Brief discussion of aniracetam

As we previously noted, aniracetam facilitates activity at AMPA receptors.
However, it would be a mistake to think that the AMPA activity neatly explains the
effects profile of aniracetam. In addition, there is rodent evidence that
aniracetams anxiolytic or anxiety-relieving effects are mediated via
dopaminergic, cholinergic and serotonergic neuronal mechanisms.

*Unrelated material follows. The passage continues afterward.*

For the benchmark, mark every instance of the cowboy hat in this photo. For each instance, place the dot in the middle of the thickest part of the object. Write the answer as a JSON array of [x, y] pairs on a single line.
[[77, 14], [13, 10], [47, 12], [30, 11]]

This seems like a useful juncture to discuss some of the more interesting
properties of aniracetam. In addition to its nootropic activity and greater potency
by weight than piracetam, aniracetam has been reported to be an effective
anxiolytic in both humans and non-human animals. This means that there is
evidence for aniracetam being performance-enhancing in at least two different
ways: first, via a direct nootropic effect promoting more efficient data processing,
and, second, via the reduction of potentially performance-impairing anxiety.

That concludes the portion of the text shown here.